I also agree with liberty and would have done the orange border first with an edge run underlay (I use .35 for my edge run setting) and like liberty mentioned I'd have the orange border bump right up against the blue JST. ThenI'd follow with the blue JST. When it came time to do the white outline I'd very much try to use an edge run on that one as well. The reason I say that is you have the white satin stitch going on top of the orange satin and the white will tend to sink into the orange and I'm not a big fan of two satins sinking into each other. Alternatively, you could select the orange column and using stitch angles change the stitch angles of the orange border so they aren't perpendicular to the design. The leaving the white satin stitches at the normal 90 degrees and you would have as much of the white sinking into the orange. This takes more effort and the egde run on the white would give the white satin stitches something to hold onto and they wouldn't sink in as much. 

You don't mention the underlay you used buy hopefully you're using a good heavyweight cutaway.

Embroidery thread (40w) is about .4mm wide and ideally a tatami setting of .4 would give you good coverage but like gliderdigitizing said, what you used is way too dense and this also contributed to you pull problem. With Madeira thread I find I get good coverage using a tatami setting of .38mm.

Keep an eye on the stretch of the material. If the material tends to stretch more in the horizontal then don't put your tatami in the horizontal but angle it like gliderdigitizing did.

other thoughts?


----------



## ecampbell (Jul 14, 2010)

Really, though people differ on how to arrange the order, the greatest problem I see with your work is that you aren't really compensating for the pull completely. Don't just compensate with the pull comp settings, compensate by digitizing the shape outside of the borders of what you see in the art- Digitizing is an interpretation of the image into what is possible and attractive in thread. Also, don't be afraid of overlapping! You need to overlap at least a little in any transition, otherwise it will always tend to pull apart and show gaps. Remember, no matter what line you follow on screen, pull is constant, and the stitches will always pull back away from that line. 
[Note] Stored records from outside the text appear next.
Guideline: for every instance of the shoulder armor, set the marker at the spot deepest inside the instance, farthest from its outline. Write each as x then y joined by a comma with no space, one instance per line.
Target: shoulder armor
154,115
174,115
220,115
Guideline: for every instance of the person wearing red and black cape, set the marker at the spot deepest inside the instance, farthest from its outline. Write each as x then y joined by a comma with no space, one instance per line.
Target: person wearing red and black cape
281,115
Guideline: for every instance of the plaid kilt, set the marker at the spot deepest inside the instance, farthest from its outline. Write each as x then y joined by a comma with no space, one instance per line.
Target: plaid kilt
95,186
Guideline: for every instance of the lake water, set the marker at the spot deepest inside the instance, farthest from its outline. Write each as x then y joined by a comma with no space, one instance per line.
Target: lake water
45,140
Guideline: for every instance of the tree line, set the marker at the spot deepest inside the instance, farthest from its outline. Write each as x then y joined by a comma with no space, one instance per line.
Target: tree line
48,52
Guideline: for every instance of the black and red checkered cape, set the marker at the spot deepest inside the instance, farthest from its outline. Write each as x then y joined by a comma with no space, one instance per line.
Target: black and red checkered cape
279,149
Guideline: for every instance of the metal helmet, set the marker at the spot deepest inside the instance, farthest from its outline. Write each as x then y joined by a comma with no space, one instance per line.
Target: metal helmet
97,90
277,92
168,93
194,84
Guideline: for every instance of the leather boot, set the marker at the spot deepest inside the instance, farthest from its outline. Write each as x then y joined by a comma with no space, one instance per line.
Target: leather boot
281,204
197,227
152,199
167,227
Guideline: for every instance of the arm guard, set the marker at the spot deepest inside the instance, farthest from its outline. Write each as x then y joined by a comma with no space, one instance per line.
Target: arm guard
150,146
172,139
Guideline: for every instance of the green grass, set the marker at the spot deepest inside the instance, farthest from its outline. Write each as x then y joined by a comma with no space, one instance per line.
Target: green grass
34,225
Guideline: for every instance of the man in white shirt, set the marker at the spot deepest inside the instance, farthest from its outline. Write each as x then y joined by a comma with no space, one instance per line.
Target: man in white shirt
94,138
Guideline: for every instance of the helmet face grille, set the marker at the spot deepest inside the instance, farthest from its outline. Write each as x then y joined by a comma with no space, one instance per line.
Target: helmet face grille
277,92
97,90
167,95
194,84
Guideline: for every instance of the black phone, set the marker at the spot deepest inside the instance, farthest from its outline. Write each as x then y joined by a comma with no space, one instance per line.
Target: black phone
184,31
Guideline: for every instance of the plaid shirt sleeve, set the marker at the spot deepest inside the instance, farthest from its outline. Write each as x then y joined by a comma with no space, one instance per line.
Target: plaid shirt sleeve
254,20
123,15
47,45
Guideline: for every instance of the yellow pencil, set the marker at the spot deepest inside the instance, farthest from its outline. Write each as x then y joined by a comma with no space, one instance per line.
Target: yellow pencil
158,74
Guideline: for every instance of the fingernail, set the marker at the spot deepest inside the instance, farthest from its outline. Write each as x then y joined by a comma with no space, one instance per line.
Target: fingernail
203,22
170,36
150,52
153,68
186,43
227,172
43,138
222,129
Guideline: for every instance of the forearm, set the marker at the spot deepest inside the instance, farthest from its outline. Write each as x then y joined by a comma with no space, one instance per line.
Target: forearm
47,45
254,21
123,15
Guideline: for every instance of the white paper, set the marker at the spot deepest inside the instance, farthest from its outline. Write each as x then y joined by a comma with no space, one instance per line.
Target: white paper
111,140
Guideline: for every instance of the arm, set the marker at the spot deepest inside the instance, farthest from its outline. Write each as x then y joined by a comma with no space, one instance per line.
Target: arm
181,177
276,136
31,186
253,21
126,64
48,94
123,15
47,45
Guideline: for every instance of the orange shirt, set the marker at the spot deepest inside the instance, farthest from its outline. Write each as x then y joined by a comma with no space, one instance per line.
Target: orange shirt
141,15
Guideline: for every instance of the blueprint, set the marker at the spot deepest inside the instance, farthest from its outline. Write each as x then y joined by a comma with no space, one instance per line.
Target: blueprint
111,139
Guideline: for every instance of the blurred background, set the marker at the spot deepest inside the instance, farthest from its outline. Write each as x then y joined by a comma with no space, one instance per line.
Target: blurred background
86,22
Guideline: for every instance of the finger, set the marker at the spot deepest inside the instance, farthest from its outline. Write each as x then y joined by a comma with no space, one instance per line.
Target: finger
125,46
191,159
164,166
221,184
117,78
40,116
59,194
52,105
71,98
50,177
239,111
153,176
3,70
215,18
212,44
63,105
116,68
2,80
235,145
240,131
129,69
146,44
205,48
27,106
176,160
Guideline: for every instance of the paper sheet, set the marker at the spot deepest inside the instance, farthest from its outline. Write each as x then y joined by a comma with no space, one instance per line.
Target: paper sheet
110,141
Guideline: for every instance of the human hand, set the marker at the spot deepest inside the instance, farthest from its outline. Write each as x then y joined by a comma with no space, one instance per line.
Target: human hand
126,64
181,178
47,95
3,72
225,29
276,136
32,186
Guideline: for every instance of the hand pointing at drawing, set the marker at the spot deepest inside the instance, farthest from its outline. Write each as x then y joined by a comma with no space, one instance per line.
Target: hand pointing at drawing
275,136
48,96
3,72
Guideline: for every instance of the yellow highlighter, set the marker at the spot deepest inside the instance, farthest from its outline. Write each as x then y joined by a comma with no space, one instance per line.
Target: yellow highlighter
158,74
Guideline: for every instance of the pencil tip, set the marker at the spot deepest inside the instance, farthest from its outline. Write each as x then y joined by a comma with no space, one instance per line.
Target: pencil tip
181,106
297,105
Personally, I'd usually lay down the largest area first, being the blue thus getting the most distortion possible out of the way, then follow with the red infill and red outlines, being sure to overlap slightly with the blue. I'e avoid the extreme angles some folks use to avoid the lines of the fill splitting at the edges of the overlaid satins- I find about a 5 degree variation will fix that, and using 45 degree angle fills is more likely to cause distortion of the digitized shapes on most fabrics. After the fills and the red outlines are down, I'd come back on top with the white. Also, I'd make sure that none of my satins was thinner than 1-1.2mm. Below that, they will be very likely to vary in quality and width. 

I've attached my version, should you want to check it out.


----------



## Liberty (Jul 18, 2006)

Well said and a nicely done design...


----------



## union-empire (Jun 30, 2010)

Thank you everyone for your help. I have learned more in a week than the last few months.
Just need to find the time to put it into practice.

Matrin


----------



## ecampbell (Jul 14, 2010)

That's the awesome thing about these forums. We can all get together and make the whole industry better. We may be competitors sometimes, but if we all raise the level of quality and skill in the industry, I believe that more people will want our products and will respect our craft. For my part, I like to help where I can.


----------